古い感じの言葉・・・というよりは、はっきり古い言葉です。小さめの辞書で用例を見ても、だいたい江戸時代の書物からの引用です。私はたしか「東海道中膝栗毛」の中で見た気がします。(たしか今日のタイトルのようだったと思います。30年くらい前の記憶ですので、誤りがあればご指摘をお願いしたいのですが。)

なので、最初に見たときは驚き、不思議に思いました。「どうしてこの言葉をわざわざ使ったのだろうか?しかもトロイ戦争の詩に?」と。その不思議さは、「残念無念」でも韻は同じように踏めるのでなおさら強く感じました。

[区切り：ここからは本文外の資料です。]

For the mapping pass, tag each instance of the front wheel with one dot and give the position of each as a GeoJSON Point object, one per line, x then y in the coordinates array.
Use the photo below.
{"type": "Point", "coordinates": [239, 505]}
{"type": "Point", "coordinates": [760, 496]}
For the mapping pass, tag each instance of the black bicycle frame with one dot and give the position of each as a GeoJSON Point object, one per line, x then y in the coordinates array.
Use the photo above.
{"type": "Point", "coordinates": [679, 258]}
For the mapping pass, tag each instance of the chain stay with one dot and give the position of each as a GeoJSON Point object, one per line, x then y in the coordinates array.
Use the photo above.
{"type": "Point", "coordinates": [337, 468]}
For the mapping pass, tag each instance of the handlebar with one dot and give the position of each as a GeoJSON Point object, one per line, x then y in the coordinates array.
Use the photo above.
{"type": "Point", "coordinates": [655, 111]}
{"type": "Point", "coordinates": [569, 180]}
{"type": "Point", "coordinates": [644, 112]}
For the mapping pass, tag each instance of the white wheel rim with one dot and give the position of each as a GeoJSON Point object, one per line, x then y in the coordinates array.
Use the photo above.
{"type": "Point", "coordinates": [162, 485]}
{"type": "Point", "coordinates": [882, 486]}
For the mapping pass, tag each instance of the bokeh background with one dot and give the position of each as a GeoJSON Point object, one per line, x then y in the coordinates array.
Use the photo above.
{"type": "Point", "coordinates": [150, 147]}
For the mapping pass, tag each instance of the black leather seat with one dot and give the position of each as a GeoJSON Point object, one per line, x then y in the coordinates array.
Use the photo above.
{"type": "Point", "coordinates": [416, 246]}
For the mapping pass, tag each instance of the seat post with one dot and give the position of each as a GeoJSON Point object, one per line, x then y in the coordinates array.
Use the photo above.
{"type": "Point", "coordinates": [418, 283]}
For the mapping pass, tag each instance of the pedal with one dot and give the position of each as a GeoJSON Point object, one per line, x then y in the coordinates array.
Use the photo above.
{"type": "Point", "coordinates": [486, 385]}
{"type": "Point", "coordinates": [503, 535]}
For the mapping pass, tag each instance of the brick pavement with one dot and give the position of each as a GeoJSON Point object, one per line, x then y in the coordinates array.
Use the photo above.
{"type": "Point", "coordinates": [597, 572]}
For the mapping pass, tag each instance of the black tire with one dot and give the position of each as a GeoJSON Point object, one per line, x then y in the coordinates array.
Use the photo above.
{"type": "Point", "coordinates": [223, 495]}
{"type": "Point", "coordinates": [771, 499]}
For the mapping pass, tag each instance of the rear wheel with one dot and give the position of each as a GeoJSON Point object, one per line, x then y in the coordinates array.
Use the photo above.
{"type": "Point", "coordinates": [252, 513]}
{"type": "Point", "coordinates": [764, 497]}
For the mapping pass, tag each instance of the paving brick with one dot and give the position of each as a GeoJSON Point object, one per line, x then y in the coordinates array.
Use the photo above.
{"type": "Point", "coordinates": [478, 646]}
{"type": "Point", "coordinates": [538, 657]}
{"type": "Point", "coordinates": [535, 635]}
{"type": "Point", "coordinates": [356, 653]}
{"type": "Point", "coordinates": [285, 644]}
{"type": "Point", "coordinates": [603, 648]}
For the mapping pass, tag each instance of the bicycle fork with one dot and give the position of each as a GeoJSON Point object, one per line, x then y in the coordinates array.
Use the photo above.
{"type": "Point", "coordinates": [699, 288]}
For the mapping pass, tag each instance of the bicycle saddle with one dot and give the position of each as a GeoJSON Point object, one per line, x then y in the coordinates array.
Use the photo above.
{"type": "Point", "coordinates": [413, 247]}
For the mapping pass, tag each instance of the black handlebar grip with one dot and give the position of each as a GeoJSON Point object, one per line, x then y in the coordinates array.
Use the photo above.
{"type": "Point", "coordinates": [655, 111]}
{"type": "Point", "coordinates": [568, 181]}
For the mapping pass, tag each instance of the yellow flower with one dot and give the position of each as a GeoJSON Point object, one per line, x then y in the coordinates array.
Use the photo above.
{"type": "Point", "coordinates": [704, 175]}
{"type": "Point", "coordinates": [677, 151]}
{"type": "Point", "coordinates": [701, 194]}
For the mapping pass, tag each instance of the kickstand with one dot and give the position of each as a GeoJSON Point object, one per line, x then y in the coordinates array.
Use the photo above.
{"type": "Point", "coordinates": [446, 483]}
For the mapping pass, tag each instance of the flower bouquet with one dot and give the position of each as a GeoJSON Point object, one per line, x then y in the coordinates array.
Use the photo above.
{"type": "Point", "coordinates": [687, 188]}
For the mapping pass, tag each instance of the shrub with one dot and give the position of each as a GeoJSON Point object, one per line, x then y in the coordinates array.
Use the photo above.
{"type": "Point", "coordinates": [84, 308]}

「おそらく、原文に何か同様の洒落や言い回しがあるのでこの言葉を使ったのだろう」というのが私が漠然と思ったことでした。

で。

今回、年来の疑問を解く機会が来た!とわくわくして原文に当たった次第なのです。

それがこちら!です!

Next  a Lycian attemped a ruse

With an arrow----Permitted by Zeus.

  Who will trust Trojan candor, as

  This sly deed of Pandarus

Puts an end to the scarce-proclaimed truce?

・・・・・・・・・・・・

・・・・・・・・・・・・特に変わった言い回しはなにもないみたい・・・・・・・・・・・・

というわけで、残念ながら、年来の疑問を解くことはできませんでした。

とはいえ。

「六千四百京の組み合わせ」において14文字の組み合わせを皆が考えますが、その中で

「<孤独なること雲の如くに(LONELY AS A CLOUD)>」や

「ミルトン、汝今ぞあれかし」

などが挙げられます。よく読むと、これらは原語のみならず、

"日本語訳もすべて"

14文字(音節)になっているのです。

私は初読から20年近く経ってからこの事実に気がつき驚倒しました。

このような例があるので、「残念閔子騫」にも何か私の気がつかない理由があるという気がしてならないのです。

もしその理由をお気づき、ご存じの方がおられたら、是非ご教示を賜りたく思います。

というわけで、本日は名実ともに残念報告でした。こんなことにこだわるのも私くらいのものでしょうが。

補足。

上述の原文リメリックは、1、4、5行目が韻を踏んでいます。Zeusは英語では「ズース」と発音するので、ルーズ、ズース、トゥルース、となります。

2、3行目はやや微妙ですが、「アズ」と「パンダラス」でやはり韻を踏んでいるという解釈でいいのでしょう。

そしてもちろん!訳文もそうなっています。